Lessons gleaned from past crises

Still, the potential for the current deadline to come and go had escalated long-running White House efforts to plan for, and around, major supply chain disruptions.

The White House had been engaged in intensive discussions with key players in shipping, trucking and air freight to gauge the capacity to backfill freight rail disruptions. Officials have stressed in those conversations they are ready to deploy any tool at their disposal that would help.

That included the likely the use of emergency authorities, which multiple agencies have been tasked with identifying and presenting as options during the multiple intra-agency meetings happening each day.

What appeared from the outside to be a scramble, however, had a baseline in the extensive work the administration has done across the entire supply chain as the attempted to get in front of developing bottlenecks.

Biden named retired Gen. Stephen Lyons, the former head of US Transportation Command, as his port and supply chain envoy in June. The position was an expansion of the portfolio held by John Porcari, Biden's port envoy who played a critical role in easing the crisis in shipping last year.

One of the first issues Lyons grappled with in his new role earlier this summer was establishing lines of communication between ocean liners and rail participants, officials said -- something that deepened his relationships inside the industry, but also underscored the necessity of cooperation across supply chain components that are nearly entirely private-sector operated.

Lyons has been regular consultations with industry participants across economic sectors that own the cargo being shipped, has standing meetings with players in each mode of transportation and has regularly briefed -- along with Walsh -- on the status of the labor talks.

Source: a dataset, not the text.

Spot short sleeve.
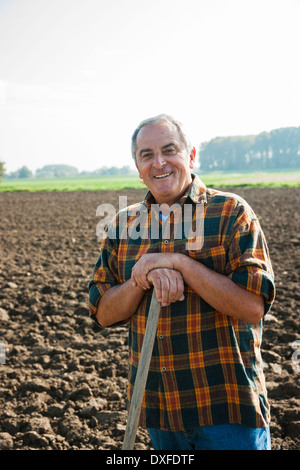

More than a year of outreach to key industry groups across the supply chain have created the administration's own clear lines of communication, which one official views as exceedingly critical should the worst-case scenario come to pass.

"The government has excellent data, but in a real-time crisis you need to be able to pull real-time data," the source said. "We already have a set of long relationships, and the industry knows how to work really well with us in these moments."

That work had been underway for several weeks, as officials held real-time discussions with industry participants to identify potential disruptions to essential products like food, energy, and public-health-related products.

While there was no dispute about the far-ranging repercussions of a shutdown, White House officials found themselves weighing concerns that the fear of the potential fallout may create a consumer-driven crisis all on its own.

There would have been unquestionable near-term effects, with palpable White House concern tied to the treatment of hazardous chemicals. But the time horizon, particularly when it comes to what ends up on store shelves, was likely longer -- something officials were continuing to nail down as they sought detailed information from the industry.

Still, as the last two years have shown, even minor ripples in the supply chain can create disruptions that take resources -- and time -- to untangle.

It's a reality that made the focus on reaching an agreement in the waning hours before the deadline so acute and without any alternatives.

"They always had to understand that it was their responsibility to get this done," the source familiar with the White House approach said.

This story has been updated with developments on Thursday.